The updated rating valuations reflect the likely selling price of a property at the revaluation date, which was September 1, 2019, but do not include chattels.
"Commercial property is showing an overall increase of 15.6 per cent, while the industrial sector has increased 39.4 per cent relative to the 2016 capital value levels," Willocks said.
"Land values have increased overall with 39 per cent for commercial and 91.8 per cent for industrial compared to 2016 land values.
"Lifestyle properties have seen value increases since 2016, with the average improved lifestyle property capital value increasing by 38.3 per cent to $547,000, while the corresponding average land value for a lifestyle property increased by 48.3 per cent to $254,000.

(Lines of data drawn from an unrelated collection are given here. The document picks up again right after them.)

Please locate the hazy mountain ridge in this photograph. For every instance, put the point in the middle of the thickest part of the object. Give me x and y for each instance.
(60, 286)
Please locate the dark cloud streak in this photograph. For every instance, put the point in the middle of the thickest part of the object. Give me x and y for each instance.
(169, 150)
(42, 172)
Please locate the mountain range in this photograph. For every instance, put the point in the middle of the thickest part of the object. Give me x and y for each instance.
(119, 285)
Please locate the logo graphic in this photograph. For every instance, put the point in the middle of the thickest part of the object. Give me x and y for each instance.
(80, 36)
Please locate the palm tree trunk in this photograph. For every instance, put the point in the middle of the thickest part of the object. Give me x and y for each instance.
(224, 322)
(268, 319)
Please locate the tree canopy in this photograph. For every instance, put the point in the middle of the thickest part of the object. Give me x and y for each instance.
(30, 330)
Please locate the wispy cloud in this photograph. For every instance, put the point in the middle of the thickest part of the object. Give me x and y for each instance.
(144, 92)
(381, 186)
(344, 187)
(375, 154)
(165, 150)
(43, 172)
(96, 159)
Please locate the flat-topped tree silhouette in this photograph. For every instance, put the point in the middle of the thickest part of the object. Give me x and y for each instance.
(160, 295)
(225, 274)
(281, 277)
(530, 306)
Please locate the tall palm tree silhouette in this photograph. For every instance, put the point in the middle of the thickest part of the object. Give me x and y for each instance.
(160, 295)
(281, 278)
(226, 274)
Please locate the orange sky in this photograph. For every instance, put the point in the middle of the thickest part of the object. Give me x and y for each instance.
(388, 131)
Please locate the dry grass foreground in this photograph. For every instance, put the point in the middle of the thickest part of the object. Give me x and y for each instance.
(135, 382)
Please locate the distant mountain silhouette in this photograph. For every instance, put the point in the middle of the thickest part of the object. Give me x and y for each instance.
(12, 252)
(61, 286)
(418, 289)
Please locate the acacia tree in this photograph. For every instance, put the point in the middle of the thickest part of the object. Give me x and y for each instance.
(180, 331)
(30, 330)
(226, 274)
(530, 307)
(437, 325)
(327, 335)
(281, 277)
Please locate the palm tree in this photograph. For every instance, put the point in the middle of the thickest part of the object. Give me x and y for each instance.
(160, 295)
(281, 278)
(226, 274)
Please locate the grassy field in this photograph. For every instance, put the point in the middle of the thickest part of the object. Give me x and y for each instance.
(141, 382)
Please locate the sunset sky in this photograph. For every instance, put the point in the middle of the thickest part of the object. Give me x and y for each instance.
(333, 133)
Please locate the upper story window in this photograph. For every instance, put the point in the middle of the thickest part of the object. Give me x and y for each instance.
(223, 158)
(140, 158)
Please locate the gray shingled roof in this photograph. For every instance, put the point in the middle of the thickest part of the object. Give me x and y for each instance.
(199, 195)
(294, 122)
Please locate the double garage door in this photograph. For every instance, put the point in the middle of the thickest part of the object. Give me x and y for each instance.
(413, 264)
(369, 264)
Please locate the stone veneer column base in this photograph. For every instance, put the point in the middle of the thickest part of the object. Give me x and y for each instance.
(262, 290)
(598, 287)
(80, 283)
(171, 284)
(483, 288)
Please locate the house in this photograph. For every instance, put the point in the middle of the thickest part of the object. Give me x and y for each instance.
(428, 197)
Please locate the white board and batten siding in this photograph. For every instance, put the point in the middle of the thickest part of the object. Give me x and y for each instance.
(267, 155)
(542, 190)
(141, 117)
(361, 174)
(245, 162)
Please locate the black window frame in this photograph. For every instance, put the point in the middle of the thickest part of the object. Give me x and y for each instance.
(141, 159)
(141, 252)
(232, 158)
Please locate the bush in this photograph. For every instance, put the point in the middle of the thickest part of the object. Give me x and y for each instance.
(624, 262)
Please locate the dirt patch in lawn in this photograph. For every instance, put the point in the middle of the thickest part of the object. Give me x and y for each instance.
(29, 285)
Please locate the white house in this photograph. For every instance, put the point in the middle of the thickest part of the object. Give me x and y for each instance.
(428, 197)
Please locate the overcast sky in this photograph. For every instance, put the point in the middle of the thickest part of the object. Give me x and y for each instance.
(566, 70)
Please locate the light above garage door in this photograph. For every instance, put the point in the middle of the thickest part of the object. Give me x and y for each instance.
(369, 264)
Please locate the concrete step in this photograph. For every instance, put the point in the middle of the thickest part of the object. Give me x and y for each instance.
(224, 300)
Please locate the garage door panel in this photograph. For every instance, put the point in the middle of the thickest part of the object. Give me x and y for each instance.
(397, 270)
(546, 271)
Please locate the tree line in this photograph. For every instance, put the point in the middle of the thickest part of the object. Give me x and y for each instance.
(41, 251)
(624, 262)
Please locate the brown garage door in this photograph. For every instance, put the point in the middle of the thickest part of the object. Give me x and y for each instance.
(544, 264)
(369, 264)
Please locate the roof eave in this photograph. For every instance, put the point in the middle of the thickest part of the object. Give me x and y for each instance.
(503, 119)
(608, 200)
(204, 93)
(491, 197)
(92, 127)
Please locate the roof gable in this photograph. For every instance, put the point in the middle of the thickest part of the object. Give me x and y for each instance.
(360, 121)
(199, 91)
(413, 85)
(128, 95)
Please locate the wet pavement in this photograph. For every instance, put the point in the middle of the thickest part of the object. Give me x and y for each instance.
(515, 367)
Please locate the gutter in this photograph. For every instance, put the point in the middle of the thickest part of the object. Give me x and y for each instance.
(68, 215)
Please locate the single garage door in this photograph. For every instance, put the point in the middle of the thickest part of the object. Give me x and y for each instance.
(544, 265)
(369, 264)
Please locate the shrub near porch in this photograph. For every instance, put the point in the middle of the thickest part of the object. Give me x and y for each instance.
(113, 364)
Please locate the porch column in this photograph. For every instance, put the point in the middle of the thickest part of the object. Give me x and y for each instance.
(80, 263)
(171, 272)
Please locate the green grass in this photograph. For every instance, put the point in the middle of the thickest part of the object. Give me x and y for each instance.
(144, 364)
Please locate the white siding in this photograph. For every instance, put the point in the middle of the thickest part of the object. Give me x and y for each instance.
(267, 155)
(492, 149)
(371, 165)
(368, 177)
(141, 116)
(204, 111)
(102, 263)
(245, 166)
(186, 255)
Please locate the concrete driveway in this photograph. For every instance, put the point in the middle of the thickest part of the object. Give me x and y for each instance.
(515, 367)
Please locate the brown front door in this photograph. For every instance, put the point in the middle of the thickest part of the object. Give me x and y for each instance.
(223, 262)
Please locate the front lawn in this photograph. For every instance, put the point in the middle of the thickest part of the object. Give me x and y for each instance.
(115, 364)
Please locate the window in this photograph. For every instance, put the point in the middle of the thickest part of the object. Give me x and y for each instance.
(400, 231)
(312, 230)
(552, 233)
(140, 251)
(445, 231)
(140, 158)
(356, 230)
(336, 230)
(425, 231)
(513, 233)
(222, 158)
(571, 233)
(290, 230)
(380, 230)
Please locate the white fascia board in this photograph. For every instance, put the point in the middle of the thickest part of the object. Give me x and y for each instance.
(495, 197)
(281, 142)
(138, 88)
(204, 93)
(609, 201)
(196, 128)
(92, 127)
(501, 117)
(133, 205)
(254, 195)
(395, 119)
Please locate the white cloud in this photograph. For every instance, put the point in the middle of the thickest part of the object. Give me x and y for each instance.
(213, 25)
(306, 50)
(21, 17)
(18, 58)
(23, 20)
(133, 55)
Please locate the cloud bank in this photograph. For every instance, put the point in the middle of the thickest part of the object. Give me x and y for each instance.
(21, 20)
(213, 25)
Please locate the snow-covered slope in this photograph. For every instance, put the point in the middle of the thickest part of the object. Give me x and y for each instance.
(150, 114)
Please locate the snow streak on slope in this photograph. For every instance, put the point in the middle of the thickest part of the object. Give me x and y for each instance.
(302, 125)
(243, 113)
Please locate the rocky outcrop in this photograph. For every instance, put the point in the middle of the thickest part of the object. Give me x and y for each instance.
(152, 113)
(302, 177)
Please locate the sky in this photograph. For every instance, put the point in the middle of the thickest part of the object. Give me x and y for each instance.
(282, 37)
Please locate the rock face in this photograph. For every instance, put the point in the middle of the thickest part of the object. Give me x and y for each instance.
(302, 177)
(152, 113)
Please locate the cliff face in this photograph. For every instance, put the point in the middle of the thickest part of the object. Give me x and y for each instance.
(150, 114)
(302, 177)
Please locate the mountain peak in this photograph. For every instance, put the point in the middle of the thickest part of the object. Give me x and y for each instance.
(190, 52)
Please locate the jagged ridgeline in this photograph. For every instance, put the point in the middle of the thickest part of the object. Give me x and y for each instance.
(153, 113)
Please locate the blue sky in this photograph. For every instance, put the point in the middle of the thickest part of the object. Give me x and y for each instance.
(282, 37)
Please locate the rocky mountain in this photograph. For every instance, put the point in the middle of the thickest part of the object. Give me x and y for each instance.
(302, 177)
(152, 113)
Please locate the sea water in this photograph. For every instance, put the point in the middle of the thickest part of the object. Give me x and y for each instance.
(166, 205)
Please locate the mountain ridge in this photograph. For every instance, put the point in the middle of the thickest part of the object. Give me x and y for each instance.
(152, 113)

"Pastoral land dominates the rural sector and we have seen significant increases for hill country values compared to 2016."
The rating revaluation figures show the total rateable value of the 21,865 properties within Whanganui District is now $9,819,602,000, with the land value of those properties $4,319,049,000.
Rating valuations are carried out on all properties in New Zealand, usually once every three years, and are one of the factors councils use to set rates for the following three-year period. The 2019 valuations won't affect council rates until July 1, 2020.
The revaluation doesn't include any changes in the market since September 1, 2019, which means a sale price may be different to the new rating valuation.
The new rating values will be posted to property owners after December 16. Owners can object if they do not agree with the rating value, with objections closing on January 31, 2020.